Choosing between passive and active replication requires considering several factors. On the one hand, active replication deals with failures by having redundant nodes, named replicas. Replicas repeat computations and output equivalent results. Because outputs from all replicas are equivalent, any of these can be used and the others ignored. Therefore, failures are transparently masked. A clear advantage is that there is no recovery phase. For the same reason, a clear disadvantage is the amount of resources wasted in failure-free runs. Another disadvantage is that computations need to be deterministic as in a state machine. The next state of the computation must depend exclusively on the current state and the current input. Hence, active replication is also known as the state machine replication approach. Requiring determinism affects several common operations like reading wall-time clocks and the use of multithreading (if the result of these operations may affect the state of the replica). In addition, the state transitions are likely to depend on the order of the inputs, requiring totally ordered communication protocols (e.g., atomic broadcast [CASD95, CT96]) to be used to ensure all replicas process the same messages in the same sequence. Ordered broadcasts are much more expensive than simpler ones (e.g., reliable broadcast [VR01, CT96]) as they require coordination among nodes, incurring extra resource costs to the system.
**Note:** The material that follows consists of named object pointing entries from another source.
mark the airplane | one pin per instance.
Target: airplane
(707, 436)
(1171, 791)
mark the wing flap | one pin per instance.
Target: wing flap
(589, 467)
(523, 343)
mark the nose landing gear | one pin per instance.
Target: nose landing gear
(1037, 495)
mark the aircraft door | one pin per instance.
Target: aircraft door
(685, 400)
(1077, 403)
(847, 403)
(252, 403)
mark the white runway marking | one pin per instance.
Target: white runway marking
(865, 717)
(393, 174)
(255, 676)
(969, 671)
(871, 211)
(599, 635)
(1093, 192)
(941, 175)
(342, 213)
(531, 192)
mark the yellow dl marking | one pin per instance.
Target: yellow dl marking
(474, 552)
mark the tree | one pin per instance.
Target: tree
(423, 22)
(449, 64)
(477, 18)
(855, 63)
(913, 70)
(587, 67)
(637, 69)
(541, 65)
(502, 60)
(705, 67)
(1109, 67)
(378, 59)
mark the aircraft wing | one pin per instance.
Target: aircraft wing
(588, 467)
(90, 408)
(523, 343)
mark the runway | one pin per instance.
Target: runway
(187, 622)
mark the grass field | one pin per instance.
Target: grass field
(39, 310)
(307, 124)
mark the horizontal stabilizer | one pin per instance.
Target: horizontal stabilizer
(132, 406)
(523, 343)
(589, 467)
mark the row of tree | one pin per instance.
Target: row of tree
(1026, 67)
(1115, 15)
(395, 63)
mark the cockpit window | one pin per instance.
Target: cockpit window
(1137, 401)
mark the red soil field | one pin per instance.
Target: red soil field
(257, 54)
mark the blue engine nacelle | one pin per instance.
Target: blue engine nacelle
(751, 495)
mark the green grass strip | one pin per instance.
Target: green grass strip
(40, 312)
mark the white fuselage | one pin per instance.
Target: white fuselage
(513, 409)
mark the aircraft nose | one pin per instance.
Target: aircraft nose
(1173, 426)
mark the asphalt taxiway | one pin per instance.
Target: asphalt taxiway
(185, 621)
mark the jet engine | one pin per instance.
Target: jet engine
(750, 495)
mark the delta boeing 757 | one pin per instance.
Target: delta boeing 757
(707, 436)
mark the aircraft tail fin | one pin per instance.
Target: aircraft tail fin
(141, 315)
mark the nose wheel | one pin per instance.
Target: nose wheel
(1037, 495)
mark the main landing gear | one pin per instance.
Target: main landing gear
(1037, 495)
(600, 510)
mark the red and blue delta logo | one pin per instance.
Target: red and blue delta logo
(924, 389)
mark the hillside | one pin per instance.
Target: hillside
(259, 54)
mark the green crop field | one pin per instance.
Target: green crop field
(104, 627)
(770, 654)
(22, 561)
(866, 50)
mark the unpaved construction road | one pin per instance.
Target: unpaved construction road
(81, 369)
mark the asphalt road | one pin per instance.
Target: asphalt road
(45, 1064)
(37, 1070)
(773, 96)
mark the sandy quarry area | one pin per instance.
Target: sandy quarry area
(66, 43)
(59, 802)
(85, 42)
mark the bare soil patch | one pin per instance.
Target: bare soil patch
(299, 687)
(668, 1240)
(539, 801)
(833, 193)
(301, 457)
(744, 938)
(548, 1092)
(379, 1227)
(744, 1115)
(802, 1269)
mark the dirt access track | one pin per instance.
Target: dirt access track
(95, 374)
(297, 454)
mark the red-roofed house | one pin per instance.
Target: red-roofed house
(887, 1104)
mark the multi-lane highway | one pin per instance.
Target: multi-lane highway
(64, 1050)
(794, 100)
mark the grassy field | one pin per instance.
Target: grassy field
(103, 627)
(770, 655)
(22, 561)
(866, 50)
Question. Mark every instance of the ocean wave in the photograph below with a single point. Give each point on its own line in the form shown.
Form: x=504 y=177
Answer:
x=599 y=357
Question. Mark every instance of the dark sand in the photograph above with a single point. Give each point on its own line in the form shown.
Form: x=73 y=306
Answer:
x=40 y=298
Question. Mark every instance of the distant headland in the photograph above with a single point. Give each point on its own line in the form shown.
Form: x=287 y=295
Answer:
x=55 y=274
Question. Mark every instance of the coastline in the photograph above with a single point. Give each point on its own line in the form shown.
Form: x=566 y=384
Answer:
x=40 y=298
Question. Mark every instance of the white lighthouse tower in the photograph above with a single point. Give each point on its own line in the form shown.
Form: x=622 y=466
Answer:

On the other hand, passive replication [BMST93] and, similarly, rollback-recovery ap- proaches [EAWJ02] deal with failures by having the state of the nodes being periodically check- pointed in a stable storage. For example, if nodes are expected to fail only due to software crashes (either from processes or from the operating system) and are expected to recover after failing (e.g., by having a watchdog that reboots the system if it hangs), then the local disk can be considered a stable storage if synchronous writes are used. Alternatively, if, for example, hardware failures may compromise nodes permanently, stable storage requires writing to a non-local storage (e.g., a disk or memory of a remote node).
In addition to checkpoints, passive replication can also use logging between checkpoints to save information that is relevant for replay [EAWJ02]. When a checkpoint is taken the logs can be cleared. For example, nodes may do periodic checkpoints of the complete state and, between checkpoints, log the messages they process, possibly together with any nondeterministic decisions taken, such as clock values read and scheduling decisions. On recovery, nodes restore the latest checkpoint and then replay messages from the log.
A clear advantage of passive over active replication is that there is no redundant work being done and, thus, less resources are used. In addition, nondeterministic decisions are allowed as long as they can be saved to the log and enforced on replay. As disadvantage, passive replication requires a recovery phase that restores the checkpoint and replays logs, which can take considerable time.